More evidence of Saddam's ties to terrorist groups has already emerged from these releases. One of the docs from Saddam's intel stash apparently points toward funding of Abu Sayyaf, the Filippino-based terrorist group. One paragraph on page 54 of the IPP has drawn attention to Saddam's possible ties and cooperation with Islamic terrorist groups, especially those with a Palestinian focus. We already knew that Saddam had funded Palestinian suicide bombers through an account in Rafidain Bank in Jordan, but this paragraph extends the possible range of such assistance. Even those in the CT community (official and otherwise) and the "terrorism press" who are highly skeptical of claims of the value of the intel docs are intrigued by the following paragraph:

Beginning in 1994, the Fedayeen Saddam opened its own paramilitary training camps for volunteers, graduating more than 7,200 "good men racing full with courage and enthusiasm" in the first year. Beginning in 1998, these camps began hosting "Arab volunteers from Egypt, Palestine, Jordan, 'the Gulf,' and Syria." It is not clear from available evidence where all of these non-Iraqi volunteers who were "sacrificing for the cause" went to ply their newfound skills. Before the summer of 2002, most volunteers went home upon the completion of training. But these camps were humming with frenzied activity in the months immediately prior to the war. As late as January 2003, the volunteers participated in a special training event called the "Heroes Attack." This training event was designed in part to prepare regional Fedayeen Saddam commands to "obstruct the enemy from achieving his goal and to support keeping peace and stability in the province.

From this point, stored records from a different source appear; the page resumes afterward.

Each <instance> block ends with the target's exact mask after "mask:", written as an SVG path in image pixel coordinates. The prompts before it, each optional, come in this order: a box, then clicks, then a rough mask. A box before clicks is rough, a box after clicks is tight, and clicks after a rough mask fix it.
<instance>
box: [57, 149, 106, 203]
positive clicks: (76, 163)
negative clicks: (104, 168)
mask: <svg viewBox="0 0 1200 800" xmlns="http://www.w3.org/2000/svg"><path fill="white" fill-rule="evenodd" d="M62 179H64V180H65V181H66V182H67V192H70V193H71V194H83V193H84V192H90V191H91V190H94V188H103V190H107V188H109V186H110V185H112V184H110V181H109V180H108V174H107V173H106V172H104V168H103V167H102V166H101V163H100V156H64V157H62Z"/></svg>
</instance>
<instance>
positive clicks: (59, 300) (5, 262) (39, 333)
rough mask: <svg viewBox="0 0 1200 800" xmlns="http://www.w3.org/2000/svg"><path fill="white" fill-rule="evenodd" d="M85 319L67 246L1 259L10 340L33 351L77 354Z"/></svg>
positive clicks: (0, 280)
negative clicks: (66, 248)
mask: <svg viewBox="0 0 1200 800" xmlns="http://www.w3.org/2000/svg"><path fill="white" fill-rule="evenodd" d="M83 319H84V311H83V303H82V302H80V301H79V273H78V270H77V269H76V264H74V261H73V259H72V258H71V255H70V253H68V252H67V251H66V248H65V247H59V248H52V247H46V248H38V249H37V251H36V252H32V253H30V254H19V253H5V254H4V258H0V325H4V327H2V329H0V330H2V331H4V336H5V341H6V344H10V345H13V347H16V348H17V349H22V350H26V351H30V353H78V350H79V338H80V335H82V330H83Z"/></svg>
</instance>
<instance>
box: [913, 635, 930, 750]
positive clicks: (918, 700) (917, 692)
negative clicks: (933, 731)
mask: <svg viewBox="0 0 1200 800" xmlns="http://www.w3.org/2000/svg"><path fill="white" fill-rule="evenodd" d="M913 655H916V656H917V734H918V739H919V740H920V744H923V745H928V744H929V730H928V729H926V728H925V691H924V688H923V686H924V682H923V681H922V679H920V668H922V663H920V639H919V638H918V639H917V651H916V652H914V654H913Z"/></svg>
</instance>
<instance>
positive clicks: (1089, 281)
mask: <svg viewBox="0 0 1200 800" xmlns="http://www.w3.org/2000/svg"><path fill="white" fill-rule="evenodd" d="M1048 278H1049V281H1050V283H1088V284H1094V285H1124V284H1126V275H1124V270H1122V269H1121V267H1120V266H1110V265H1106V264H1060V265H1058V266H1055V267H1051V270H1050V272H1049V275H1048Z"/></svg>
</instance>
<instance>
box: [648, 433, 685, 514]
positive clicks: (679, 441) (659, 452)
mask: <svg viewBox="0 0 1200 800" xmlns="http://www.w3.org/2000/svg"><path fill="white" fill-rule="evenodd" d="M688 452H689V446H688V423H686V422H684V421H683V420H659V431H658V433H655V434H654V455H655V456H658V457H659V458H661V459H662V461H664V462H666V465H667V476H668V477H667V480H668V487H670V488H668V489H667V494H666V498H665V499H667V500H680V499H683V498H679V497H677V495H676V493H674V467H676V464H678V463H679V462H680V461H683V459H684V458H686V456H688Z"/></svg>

The authors don't cite their sources, and I hope more of the details behind this paragraph emerge.

Sen. Rick Santorum (R-PA), who along with House Intelligence Committee Chairman Rep. Peter Hoekstra has pushed for the release of the intel docs, cited this paragraph this week in remarks on the Senate floor. And he said this about the intel documents:

As a caveat, while Congressman Hoekstra and I are excited about the fact that DNI decided to release these documents, the pace of the release is, let us say, unsatisfactory to this point. We have, with the blogosphere, the Internet, the opportunity to put these documents out there and have almost instantaneously translated postings about what these documents contain. During the time the Director of National Intelligence Negroponte has had these documents--this is 3 years ago--less than 2 percent of the documents have been translated. At this pace, my grandchildren may know what is in these documents. We need to get these documents out. Mr. President, 600 over a little over a 2-week period is almost the same pace as translating with the people they had over in DNI Negroponte's shop. We need to get these documents out quicker. Why? Because if we look at what is in these documents, there is important information in understanding the connection between Iraq and terrorist organizations and the threat we were facing...

Obviously questions of authenticity and the chain of custody of the intel docs have to be carefully addressed, just as the IPP authors did in their work. Reporter Stephen Hayes, while championing their release, recently cautioned readers about this. "Determining which documents are authentic and which are not will be an incredibly important task. This will be difficult task too, since many of the documents have no known chain of custody. There was a bustling black market for forged documents in Baghdad after the war. How will we determine which documents are real and which documents are not?"

So the quest continues. I understand that a number of non-governmental CT experts, including at least one of our Contributing Experts, have been asked for their assistance, as I hoped in January. We should hope that the authentic and supported documents from Saddam's intel stash are eventually disclosed, with final conclusions about all commections or the lack thereof, before too long.